India Continues Bitter Sugar Subsidies
A new U.S. government report on India’s egregious trade practices, co-authored with the government of Australia, once again demonstrates the importance of a robust U.S. sugar policy.
As Congress is preparing to debate a five-year Farm Bill that includes a strengthened safety net for American sugar crop farmers – at no cost to U.S. taxpayers – U.S. and Australian officials are providing evidence to the World Trade Organization (WTO) of the billions of dollars in subsidies India has lavished on its producers.
India subsidized its sugar industry by a whopping $17.1 billion in 2022. Those subsides are “vastly in excess of levels permitted under WTO rules,” according to the report, and continued even after a dispute panel ruled in 2021 that India had violated its WTO commitments on sugar.

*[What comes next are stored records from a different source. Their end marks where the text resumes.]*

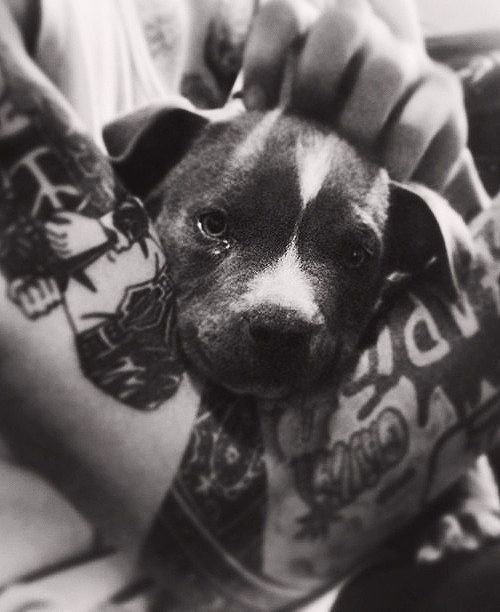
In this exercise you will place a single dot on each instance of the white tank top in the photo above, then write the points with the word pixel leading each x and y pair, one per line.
pixel 96 52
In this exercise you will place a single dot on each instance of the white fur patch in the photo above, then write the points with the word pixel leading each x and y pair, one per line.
pixel 255 142
pixel 315 155
pixel 284 284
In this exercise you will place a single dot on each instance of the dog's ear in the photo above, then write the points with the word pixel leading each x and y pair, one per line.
pixel 144 145
pixel 426 234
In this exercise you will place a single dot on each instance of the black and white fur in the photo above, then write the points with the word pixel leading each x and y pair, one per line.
pixel 282 238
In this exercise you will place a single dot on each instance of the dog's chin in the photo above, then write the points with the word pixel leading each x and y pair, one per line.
pixel 249 377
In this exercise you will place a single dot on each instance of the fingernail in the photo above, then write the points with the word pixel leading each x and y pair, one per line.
pixel 254 98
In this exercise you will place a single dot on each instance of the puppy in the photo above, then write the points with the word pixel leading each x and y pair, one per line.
pixel 282 240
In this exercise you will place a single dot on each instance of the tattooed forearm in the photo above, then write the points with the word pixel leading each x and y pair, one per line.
pixel 71 237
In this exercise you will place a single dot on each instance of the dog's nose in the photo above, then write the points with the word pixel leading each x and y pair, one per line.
pixel 279 329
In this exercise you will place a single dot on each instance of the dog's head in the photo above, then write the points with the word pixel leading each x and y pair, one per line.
pixel 280 236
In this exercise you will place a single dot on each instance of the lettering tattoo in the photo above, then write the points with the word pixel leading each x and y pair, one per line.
pixel 337 472
pixel 67 227
pixel 333 478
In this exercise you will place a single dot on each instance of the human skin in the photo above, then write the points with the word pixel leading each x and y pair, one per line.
pixel 116 461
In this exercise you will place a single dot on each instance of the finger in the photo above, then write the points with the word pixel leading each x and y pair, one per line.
pixel 412 129
pixel 389 69
pixel 442 154
pixel 277 25
pixel 327 58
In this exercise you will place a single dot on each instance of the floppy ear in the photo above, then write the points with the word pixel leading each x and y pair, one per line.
pixel 426 234
pixel 146 144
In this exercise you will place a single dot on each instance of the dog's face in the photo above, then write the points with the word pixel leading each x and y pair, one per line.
pixel 280 238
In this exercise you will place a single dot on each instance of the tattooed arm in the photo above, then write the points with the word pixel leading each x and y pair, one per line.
pixel 87 337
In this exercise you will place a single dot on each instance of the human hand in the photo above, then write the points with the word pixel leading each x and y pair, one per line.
pixel 71 234
pixel 366 74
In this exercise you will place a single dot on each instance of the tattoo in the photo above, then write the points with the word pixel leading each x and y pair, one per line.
pixel 311 490
pixel 220 496
pixel 333 478
pixel 67 226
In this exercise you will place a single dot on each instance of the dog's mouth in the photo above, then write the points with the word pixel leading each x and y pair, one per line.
pixel 272 375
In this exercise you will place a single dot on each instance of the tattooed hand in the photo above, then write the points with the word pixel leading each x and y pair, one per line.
pixel 87 325
pixel 71 234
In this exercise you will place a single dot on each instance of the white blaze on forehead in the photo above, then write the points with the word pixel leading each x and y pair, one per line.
pixel 255 141
pixel 315 155
pixel 284 284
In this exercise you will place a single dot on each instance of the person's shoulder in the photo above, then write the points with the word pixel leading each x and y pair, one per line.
pixel 26 14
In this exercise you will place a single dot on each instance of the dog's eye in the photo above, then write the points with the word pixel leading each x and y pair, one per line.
pixel 356 256
pixel 213 223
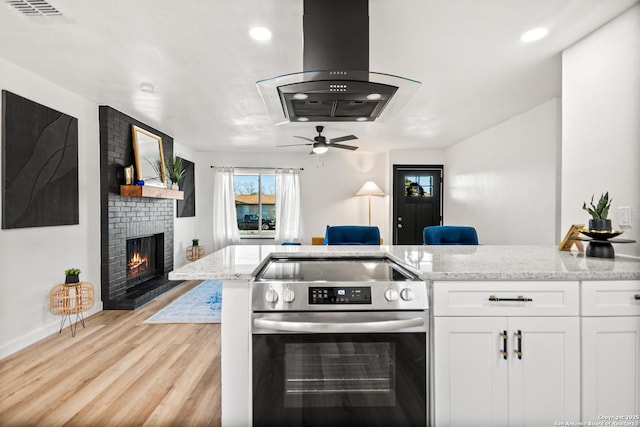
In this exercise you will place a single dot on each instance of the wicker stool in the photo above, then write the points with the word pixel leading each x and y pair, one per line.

India continues to be the poster child of a world sugar market that is, at best, dysfunctional, and at worst, prone to volatile market swings due to manipulation. In fact, even after that dispute panel finding that India was subsidizing its industry by $13.4 billion in 2018, the subsidy levels continued to climb to $15.9 billion in 2019, $14.6 billion in 2020, $16.5 billion in 2021 and $17.1 billion in 2022. And those amounts do not even include the supports that India has been providing its sugarcane ethanol sector, which also serve to distort the world market.
Ultimately, billions of dollars in foreign sugar subsidies from huge sugar producing countries like India and Brazil encourage the over production of sugar. That surplus sugar gets dumped on global markets, driving world sugar prices down below the costs of producing that sugar.
Unlike other countries, U.S. sugar crop farmers and workers produce a reliable supply of sugar under some of the world’s highest safety, labor, and environmental standards and at zero cost to taxpayers. India, on the other hand, is openly flaunting its WTO commitments to fair trade and repeatedly violating the rules. That is why Congress does not allow heavily subsidized foreign sugar to be dumped on our market.
The U.S. sugar industry has repeatedly called for an end to all global sugar subsidies, a concept known as zero-for-zero, and a modernized WTO that brings transparency and accountability to the world sugar market.
Until a true free market can be developed, weakening U.S. sugar policy would sacrifice our efficient American farmers to predatory practices, threaten 151,000 jobs, and undermine our national food security. All to benefit countries like India that continue to cheat the system with a bitter scheme of subsidies.
Support U.S. sugar producers by supporting a strengthened U.S. sugar policy.